Another thing that stuffed its handling up was the engine. Now I’m sure there are Desmo riders the world over that love the thumping warble of the power delivery but I’m not one of them. It never felt like anything other than a bag of spanners and when it’s being delivered cranked over the whole bike felt out of sorts.
The bike DID handle nicely but I couldn’t take it out of my own comfort zone and into the place where other bikes could laugh at me when I thought I was riding like Rossi when in actual fact the bike could have gone much harder. So that meant I only ever rode it within what I felt it was capable of which was not anywhere near the capability of the R1, the GSX-R, the ‘Blade which were its (much older) predecessors.
That power delivery was behind one other thing I disliked: it was very awful at low speed meaning the act of pressing the button to open my garage door as I arrived home was nigh on impossible.
Ergonomically it was wank. Pretty typically Italian I suppose, but these things are made by Audi now - which explains its reliability and finish being so good. The indicator switch was slightly out of place and to engage the hazards you held the left turn over. This was due to the switches for the onboard computer taking up space on the bars.
Similarly the headlamp flasher was too long, was impossible to flash without leaving the main beam on and cancelling the indicators often resulted in turning on the main beam due to the aforementioned shit position of the indicator switch and the overly long pass switch (which is what the main beam switch is called on bikes as we’re going to pass your car .

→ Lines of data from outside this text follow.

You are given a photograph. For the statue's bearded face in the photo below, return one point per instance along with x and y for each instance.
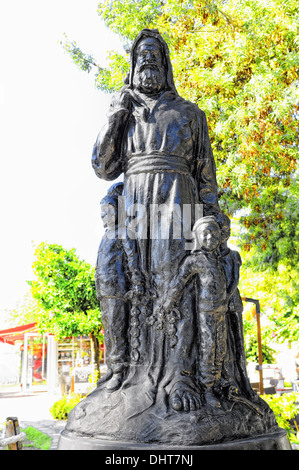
(150, 71)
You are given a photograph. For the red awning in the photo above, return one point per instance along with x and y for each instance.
(11, 335)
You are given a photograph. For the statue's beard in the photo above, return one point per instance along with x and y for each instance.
(149, 79)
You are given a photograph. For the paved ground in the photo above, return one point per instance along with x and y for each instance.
(31, 409)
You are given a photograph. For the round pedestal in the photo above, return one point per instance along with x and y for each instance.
(277, 441)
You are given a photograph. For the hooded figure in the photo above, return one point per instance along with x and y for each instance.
(160, 142)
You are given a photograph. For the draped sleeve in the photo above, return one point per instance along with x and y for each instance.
(107, 158)
(205, 168)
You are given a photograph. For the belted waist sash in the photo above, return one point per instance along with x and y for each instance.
(156, 163)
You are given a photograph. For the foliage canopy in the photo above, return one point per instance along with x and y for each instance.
(238, 61)
(64, 289)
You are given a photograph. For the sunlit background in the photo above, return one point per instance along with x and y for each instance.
(50, 115)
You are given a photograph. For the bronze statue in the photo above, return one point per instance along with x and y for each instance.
(166, 281)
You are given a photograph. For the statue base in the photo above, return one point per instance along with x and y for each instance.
(275, 441)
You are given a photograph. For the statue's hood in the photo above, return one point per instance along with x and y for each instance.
(152, 33)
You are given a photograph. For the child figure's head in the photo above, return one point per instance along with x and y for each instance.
(207, 234)
(109, 211)
(224, 224)
(109, 206)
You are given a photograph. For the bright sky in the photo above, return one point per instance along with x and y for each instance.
(50, 115)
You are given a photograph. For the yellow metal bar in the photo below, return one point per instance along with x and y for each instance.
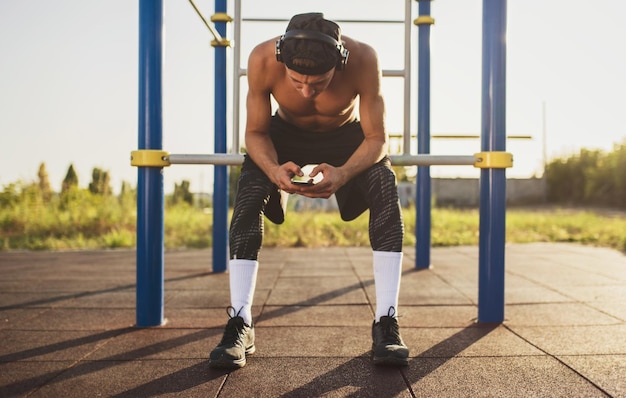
(149, 158)
(424, 20)
(493, 160)
(221, 17)
(223, 42)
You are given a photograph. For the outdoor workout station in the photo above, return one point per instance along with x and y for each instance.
(151, 158)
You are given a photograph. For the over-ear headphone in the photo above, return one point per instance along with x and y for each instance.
(313, 35)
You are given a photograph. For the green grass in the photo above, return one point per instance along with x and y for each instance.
(92, 222)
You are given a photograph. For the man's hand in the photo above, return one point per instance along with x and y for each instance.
(332, 181)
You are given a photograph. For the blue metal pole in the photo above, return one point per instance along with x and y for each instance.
(423, 192)
(220, 184)
(492, 180)
(150, 198)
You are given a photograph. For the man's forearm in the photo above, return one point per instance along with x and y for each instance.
(369, 153)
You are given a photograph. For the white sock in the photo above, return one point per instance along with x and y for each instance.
(242, 274)
(387, 272)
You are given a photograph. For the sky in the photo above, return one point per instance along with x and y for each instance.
(69, 80)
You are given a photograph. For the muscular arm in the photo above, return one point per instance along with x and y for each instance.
(258, 109)
(372, 115)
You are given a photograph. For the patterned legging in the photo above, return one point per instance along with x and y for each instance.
(377, 185)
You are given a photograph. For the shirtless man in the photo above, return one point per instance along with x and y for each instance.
(307, 72)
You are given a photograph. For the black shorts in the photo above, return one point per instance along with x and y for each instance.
(306, 147)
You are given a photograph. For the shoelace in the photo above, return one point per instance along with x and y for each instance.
(391, 331)
(390, 328)
(234, 327)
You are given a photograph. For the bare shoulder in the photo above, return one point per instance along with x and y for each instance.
(363, 66)
(361, 54)
(262, 66)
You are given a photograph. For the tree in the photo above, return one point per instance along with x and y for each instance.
(182, 193)
(100, 182)
(44, 182)
(70, 181)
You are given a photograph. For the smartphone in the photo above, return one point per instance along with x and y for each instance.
(305, 179)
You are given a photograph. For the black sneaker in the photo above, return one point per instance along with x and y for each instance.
(237, 342)
(388, 349)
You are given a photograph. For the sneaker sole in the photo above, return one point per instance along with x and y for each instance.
(390, 361)
(226, 363)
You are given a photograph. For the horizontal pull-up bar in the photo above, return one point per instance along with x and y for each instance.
(483, 160)
(219, 40)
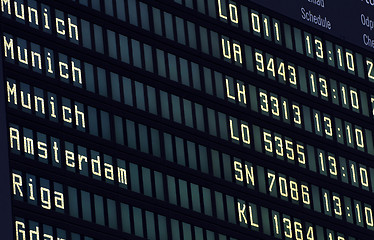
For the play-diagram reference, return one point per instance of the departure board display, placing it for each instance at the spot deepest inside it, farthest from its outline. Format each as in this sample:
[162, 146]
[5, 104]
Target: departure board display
[187, 119]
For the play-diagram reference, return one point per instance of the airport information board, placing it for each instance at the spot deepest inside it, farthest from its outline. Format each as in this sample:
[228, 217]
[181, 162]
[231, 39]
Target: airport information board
[187, 119]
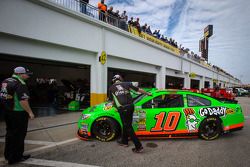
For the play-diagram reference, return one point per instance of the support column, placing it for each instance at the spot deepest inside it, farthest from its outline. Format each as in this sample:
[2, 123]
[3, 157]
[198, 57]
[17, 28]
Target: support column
[187, 81]
[202, 82]
[99, 75]
[161, 78]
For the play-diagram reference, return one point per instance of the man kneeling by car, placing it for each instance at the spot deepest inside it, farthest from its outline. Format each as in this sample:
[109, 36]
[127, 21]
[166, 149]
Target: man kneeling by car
[123, 101]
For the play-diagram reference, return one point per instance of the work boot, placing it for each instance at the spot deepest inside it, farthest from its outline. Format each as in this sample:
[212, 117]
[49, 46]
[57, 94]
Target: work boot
[137, 150]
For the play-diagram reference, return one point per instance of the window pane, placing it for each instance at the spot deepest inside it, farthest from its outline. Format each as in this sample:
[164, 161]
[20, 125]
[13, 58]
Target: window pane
[197, 101]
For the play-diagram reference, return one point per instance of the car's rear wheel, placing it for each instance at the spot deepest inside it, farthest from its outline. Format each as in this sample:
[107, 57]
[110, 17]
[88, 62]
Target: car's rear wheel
[210, 128]
[105, 129]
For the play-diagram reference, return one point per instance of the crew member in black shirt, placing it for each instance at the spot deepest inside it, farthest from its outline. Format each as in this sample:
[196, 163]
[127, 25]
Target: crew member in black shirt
[123, 101]
[14, 98]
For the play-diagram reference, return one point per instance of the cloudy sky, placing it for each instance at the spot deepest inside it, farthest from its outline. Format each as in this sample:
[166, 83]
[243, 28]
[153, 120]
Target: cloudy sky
[185, 20]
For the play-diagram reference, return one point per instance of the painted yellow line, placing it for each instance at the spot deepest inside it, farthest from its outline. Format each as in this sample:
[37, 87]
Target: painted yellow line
[51, 163]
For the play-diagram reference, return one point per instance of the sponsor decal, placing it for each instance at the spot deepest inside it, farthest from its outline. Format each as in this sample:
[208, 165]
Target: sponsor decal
[84, 129]
[25, 96]
[229, 111]
[4, 92]
[191, 119]
[213, 111]
[107, 106]
[139, 119]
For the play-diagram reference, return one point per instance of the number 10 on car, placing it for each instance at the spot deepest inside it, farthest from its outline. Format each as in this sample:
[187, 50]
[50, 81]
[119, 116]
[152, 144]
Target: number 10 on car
[172, 119]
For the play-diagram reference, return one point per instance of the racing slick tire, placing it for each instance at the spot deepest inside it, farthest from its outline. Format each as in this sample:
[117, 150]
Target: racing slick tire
[210, 128]
[105, 129]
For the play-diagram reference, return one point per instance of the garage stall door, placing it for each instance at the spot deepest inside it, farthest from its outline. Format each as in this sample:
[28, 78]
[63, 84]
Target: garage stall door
[54, 85]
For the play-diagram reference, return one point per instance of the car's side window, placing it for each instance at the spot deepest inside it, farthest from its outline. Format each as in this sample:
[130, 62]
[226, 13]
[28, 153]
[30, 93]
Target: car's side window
[193, 101]
[165, 101]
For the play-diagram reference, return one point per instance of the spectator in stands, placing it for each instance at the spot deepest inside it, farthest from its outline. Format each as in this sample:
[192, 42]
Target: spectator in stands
[111, 15]
[137, 25]
[166, 40]
[117, 18]
[155, 34]
[144, 27]
[176, 45]
[158, 34]
[102, 10]
[131, 21]
[162, 38]
[148, 30]
[83, 6]
[123, 21]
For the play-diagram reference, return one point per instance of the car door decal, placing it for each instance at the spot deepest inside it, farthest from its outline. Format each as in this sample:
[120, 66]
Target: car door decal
[172, 120]
[191, 119]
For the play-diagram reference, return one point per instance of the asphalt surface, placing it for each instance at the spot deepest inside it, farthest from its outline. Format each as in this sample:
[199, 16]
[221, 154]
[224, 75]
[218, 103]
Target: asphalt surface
[230, 150]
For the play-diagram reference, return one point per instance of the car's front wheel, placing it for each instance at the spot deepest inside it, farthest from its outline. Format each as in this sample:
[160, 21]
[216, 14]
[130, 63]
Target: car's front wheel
[210, 128]
[105, 129]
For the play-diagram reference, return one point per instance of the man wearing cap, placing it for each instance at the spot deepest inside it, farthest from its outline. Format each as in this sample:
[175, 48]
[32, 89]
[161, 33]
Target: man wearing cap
[14, 98]
[121, 97]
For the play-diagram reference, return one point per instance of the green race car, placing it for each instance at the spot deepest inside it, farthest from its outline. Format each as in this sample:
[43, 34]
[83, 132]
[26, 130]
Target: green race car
[165, 114]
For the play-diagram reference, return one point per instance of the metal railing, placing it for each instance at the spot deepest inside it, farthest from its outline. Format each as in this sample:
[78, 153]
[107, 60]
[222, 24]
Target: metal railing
[91, 11]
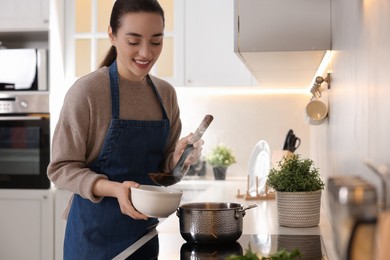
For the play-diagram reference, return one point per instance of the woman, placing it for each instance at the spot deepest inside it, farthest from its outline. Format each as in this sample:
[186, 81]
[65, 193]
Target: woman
[117, 125]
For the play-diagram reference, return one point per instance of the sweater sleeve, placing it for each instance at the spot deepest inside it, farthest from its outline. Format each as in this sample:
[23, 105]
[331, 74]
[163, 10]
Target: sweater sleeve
[68, 167]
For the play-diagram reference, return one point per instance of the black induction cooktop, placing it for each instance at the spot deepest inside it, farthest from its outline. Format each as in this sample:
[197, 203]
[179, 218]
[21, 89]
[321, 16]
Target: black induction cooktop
[171, 246]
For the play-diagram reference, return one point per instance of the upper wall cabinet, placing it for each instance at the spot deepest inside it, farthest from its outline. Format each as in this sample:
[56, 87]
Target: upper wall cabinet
[24, 15]
[209, 58]
[282, 42]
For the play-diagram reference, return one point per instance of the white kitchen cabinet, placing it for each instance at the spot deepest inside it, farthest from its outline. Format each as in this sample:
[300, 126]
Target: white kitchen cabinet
[26, 224]
[209, 57]
[24, 15]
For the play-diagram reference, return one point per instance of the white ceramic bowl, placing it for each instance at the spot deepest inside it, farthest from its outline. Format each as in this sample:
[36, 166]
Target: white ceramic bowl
[155, 201]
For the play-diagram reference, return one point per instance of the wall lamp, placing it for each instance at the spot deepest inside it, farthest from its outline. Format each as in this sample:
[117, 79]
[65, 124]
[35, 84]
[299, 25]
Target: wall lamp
[315, 89]
[317, 108]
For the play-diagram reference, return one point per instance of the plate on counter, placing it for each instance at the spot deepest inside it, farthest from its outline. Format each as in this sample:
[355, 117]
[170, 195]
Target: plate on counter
[259, 166]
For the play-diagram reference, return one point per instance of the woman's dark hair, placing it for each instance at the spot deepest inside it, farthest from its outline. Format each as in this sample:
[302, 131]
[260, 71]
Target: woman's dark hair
[121, 8]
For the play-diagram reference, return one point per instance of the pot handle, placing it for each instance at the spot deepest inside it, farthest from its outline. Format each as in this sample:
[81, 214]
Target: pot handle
[243, 209]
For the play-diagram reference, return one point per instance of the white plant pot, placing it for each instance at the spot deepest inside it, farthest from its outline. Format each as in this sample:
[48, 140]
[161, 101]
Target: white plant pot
[298, 209]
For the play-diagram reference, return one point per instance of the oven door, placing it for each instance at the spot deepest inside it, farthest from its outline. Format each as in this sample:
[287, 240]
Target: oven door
[24, 151]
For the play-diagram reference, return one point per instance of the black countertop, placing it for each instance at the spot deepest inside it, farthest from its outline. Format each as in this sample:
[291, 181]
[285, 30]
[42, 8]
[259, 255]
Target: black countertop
[171, 246]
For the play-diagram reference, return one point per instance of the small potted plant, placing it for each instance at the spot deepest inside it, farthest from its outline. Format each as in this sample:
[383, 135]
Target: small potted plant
[220, 158]
[298, 187]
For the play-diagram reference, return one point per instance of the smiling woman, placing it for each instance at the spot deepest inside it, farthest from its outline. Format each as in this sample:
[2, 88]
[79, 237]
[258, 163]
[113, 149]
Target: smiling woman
[117, 124]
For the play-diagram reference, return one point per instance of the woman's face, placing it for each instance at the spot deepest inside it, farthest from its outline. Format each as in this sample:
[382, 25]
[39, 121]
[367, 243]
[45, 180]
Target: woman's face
[138, 42]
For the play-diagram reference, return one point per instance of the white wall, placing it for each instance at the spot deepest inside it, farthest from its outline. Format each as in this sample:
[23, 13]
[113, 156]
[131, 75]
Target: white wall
[359, 120]
[243, 117]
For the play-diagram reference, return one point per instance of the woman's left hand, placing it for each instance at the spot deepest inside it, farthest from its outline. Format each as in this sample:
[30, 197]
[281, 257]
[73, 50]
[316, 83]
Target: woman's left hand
[195, 154]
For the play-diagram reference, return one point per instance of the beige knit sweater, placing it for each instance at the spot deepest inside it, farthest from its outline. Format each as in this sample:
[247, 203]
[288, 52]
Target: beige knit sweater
[85, 118]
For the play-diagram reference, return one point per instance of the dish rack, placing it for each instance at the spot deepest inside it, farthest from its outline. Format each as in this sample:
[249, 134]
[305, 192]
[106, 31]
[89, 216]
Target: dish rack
[268, 195]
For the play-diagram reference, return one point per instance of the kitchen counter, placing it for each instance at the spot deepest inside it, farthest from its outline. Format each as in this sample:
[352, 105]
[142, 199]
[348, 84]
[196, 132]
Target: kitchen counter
[261, 220]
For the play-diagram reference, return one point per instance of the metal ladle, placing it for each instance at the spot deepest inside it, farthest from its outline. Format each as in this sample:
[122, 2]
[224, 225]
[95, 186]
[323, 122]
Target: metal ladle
[178, 172]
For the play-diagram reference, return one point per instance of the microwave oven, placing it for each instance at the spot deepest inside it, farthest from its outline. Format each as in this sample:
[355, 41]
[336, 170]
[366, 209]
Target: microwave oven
[23, 69]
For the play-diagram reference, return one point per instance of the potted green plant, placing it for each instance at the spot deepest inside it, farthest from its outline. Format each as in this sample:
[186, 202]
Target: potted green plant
[298, 188]
[220, 158]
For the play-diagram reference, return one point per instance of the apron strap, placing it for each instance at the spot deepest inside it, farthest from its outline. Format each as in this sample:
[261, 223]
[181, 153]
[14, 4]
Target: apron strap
[114, 84]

So the replacement. A BMW S1000RR. As an immediate comparison I took it for a test ride last week and before I left Vines of Guildford’s forecourt I’d made my mind up. It’s like being on a magical telepathic carpet by comparison. Yes it’s got 199 bhp, cruise control and active suspension but bollocks to that. I got to the parabolic turn that leads on to the A3 to Ripley and it was on rails. In Ripley at the Shell roundabout I tipped it in and hey: it laughed at me like a proper sports bike should on the road with a 50 yo rider in a Rukka suit trying to look cool.
Looking forward to the summer like you wouldn’t believe.